The start-up scene is, in part, defined by excitement and possibility. What happens when that excitement dies?

In this clip from Industry Focus: Tech, Dylan Lewis welcomes Chris Hill to the show to talk about down rounds -- what they are, and why they're one of the worst things that can happen to a start-up owner.

A full transcript follows the video.

This podcast was recorded on Aug. 5, 2016.

Dylan Lewis: One of the big things they touch upon in the show, Richard meets with a friend who had his own start-up, things didn't really go particularly well for him, is the idea of a down round, and the fear of a down round. Chris, do you want to touch on that a little bit?

Chris Hill: Yeah. It's yet another thing they do that they get right on the show. A down round is simply, you do your series A financing, you have an implied valuation of X. If you do another follow up round, and the valuation of your private company drops, first of all, it's such a catastrophic sign. You can just tell, in the scene where they're having that conversation, it's the worst possible thing that can happen outside of a tragic accident of some sort.

Part of what's exciting for companies at this stage, when they're private, when they're growing, is the excitement around it. It's a great scene where they're going to all the meetings on Sand Hill Road, and you can just see that Richard and Ehrlich are the two characters of the show, the two main drivers of the business -- and we'll get to business leadership in a second -- you can see, they have this strut in their step, because they know they're in the driver's seat. Everybody wants to invest in their company. If you have a down round, it's the exact opposite. You're going hat in hand to all these VC firms, trying to convince them that you're still worth investing in, and you have no leverage whatsoever.

Lewis: Yeah. It's kind of the kiss of death in a lot of ways. You think about a publicly traded company that has a really poor earnings report. It's like, OK, they've had years of success. There's an ebb and flow with that business, but we know in general, things are going pretty well, and they're on the up-and-up. A down round is like, this is the second time we've gotten a glimpse at this company's valuation, and some of their growth metrics, and they look terrible. You don't have that nice, steady backlog of success that you can point to. It's much more volatile and much more disruptive, and that's why it can be particularly difficult for companies in that space.

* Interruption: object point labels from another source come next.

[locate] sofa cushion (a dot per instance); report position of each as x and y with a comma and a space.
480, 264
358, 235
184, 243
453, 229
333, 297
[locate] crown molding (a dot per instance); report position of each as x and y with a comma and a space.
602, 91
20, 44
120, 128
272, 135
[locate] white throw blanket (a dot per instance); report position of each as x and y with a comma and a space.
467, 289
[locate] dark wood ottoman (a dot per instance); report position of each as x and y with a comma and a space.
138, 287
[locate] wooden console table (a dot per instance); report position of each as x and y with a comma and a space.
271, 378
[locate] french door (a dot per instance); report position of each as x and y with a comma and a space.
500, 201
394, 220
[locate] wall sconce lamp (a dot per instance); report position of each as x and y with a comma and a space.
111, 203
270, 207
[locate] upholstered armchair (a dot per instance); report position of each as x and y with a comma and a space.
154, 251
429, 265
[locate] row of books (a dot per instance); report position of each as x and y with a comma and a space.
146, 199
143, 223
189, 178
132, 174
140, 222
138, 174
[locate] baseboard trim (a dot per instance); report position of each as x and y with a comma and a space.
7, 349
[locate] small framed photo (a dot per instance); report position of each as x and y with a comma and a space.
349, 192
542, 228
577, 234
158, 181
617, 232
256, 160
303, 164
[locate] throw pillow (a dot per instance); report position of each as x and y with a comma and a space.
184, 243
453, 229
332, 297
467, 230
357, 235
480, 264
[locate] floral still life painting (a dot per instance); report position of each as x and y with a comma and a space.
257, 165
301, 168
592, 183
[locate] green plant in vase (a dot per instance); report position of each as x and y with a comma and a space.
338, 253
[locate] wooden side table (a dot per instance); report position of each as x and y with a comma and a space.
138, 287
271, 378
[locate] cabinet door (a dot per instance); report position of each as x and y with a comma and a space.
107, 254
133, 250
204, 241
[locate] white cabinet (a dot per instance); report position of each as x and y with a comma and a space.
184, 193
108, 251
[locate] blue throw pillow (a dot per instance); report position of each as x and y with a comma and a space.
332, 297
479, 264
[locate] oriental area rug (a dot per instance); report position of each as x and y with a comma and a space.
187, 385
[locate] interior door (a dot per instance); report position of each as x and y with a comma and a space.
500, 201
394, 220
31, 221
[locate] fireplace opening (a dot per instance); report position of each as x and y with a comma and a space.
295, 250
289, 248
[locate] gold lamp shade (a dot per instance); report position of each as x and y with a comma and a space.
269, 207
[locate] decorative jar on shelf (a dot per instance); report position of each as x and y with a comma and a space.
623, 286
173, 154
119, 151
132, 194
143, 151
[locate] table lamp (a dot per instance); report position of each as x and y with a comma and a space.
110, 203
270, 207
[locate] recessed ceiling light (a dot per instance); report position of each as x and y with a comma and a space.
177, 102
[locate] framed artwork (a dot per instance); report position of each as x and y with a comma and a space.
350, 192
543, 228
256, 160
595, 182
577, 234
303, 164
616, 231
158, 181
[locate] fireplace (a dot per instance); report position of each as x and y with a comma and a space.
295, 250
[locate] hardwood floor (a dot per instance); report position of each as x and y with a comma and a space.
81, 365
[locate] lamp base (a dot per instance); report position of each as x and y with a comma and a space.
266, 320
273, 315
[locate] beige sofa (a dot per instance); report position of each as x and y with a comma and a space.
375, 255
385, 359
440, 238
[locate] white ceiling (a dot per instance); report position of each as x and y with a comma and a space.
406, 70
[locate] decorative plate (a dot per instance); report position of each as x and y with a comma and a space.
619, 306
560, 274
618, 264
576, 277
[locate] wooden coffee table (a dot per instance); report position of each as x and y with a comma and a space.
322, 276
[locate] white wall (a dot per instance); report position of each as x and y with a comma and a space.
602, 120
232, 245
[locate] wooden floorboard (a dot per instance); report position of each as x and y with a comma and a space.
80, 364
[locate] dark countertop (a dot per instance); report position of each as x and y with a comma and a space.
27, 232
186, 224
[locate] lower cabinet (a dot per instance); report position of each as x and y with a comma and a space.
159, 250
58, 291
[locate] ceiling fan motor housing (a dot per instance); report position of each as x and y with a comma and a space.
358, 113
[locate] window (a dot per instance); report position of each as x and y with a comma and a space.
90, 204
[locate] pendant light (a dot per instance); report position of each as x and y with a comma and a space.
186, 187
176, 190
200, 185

That's why you want to see that nice, steady climb up. In the show, they even allude to, "I could have taken less money and set my expectations a lot lower." And that's ultimately what they wind up doing -- they shun an incredibly high valuation for the same amount of equity but less money so they can give themselves more realistic growth targets. That was actually a suggestion that came from Marc Andreessen. We talk about some of the research they do on the trips they go on before each season to get ideas for the writers' room. That's something he proposed, like, "Yeah, someone could do that, if they wanted to." I've never seen it in the world, but I think it's kind of interesting.

Hill: It's got to be pretty heady. It's got to be really hard to be sitting across the table from someone who is saying not only, "Here's how much money we're going to give you, and, by the way, this means, the company that you have built is now worth $100 million, $200 million." It's hard not to be seduced by that, and to walk away and say, "You know, it's actually better for us in the long run to take a breath, go slow, get greater control over the company, and pass up a huge amount of money."

Lewis: Yeah. I wonder if that's something that might happen, reality and fiction blending together. Maybe some entrepreneurs will take that advice.